Answering a question posed by the Ninth Circuit, the Supreme Court in Raines v. U.S. Healthworks Medical Group today holds that not only an employer but also the employer’s business-entity agents can be subject to liability under the California Fair Employment and Housing Act for an unlawful employment practice.

The court’s unanimous opinion by Justice Martin Jenkins should revive a federal lawsuit described by the Ninth Circuit as a putative class action “seek[ing] to hold defendants, providers of pre-employment medical screenings, liable for asking allegedly invasive and impermissible questions during medical screening exams.”

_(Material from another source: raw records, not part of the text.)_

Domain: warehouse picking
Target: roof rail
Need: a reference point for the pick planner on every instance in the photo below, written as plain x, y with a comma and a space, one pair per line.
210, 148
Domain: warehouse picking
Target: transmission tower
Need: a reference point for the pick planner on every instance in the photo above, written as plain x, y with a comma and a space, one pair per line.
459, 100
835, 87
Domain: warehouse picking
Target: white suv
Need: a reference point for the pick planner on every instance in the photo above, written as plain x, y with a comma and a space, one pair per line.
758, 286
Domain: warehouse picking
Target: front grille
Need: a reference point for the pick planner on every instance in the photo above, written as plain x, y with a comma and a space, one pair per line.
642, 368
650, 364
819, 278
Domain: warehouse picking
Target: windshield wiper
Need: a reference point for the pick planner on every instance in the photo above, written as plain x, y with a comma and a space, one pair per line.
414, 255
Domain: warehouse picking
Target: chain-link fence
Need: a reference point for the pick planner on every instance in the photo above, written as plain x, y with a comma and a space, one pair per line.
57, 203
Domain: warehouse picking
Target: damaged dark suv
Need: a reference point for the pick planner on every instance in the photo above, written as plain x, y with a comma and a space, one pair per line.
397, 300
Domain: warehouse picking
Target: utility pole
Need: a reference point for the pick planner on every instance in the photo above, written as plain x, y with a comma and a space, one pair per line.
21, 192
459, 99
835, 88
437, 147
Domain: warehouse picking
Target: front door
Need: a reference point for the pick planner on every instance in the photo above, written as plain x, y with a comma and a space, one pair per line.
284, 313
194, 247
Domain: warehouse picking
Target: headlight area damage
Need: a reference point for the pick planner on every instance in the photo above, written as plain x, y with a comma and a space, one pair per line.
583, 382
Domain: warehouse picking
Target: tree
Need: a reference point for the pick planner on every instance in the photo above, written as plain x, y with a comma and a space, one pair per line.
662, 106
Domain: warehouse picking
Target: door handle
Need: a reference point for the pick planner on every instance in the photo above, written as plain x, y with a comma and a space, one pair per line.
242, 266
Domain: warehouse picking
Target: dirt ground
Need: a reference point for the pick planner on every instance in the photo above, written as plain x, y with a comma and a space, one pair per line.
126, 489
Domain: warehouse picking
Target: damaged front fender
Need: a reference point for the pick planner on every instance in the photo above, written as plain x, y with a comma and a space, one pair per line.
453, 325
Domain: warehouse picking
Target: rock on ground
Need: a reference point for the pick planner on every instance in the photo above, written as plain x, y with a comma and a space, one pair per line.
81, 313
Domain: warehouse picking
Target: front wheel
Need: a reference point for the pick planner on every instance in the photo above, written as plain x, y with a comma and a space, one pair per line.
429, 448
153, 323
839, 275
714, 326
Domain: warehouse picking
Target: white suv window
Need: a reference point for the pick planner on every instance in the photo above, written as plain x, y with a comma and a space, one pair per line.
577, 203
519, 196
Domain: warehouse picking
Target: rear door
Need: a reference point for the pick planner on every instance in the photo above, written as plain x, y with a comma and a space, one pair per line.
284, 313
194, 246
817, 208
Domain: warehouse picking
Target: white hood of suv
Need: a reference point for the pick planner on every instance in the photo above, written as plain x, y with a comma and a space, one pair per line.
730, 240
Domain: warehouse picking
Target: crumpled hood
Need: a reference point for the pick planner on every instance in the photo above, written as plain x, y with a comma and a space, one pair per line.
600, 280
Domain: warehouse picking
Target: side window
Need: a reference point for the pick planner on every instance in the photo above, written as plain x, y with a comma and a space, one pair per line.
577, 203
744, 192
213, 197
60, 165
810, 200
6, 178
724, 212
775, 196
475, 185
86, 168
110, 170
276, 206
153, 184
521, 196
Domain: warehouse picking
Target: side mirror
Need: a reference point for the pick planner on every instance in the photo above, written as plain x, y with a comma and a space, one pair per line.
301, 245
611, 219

FEHA defines an “employer” prohibited from engaging in various unlawful employment practices as including “any person regularly employing five or more persons, or any person acting as an agent of an employer, directly or indirectly.” In earlier opinions, the court had held that individual employees of the same employer are not subject to FEHA liability, but the court distinguishes those decisions and, relying on several different circuit Court of Appeals opinions interpreting similar federal law, it concludes, “the agent-inclusive language . . . permits a business-entity agent of an employer to be held directly liable for violation of the FEHA when it carries out FEHA-regulated activities on behalf of an employer” and has at least five employees. The court says its statutory interpretation “is consistent with sound public policy.”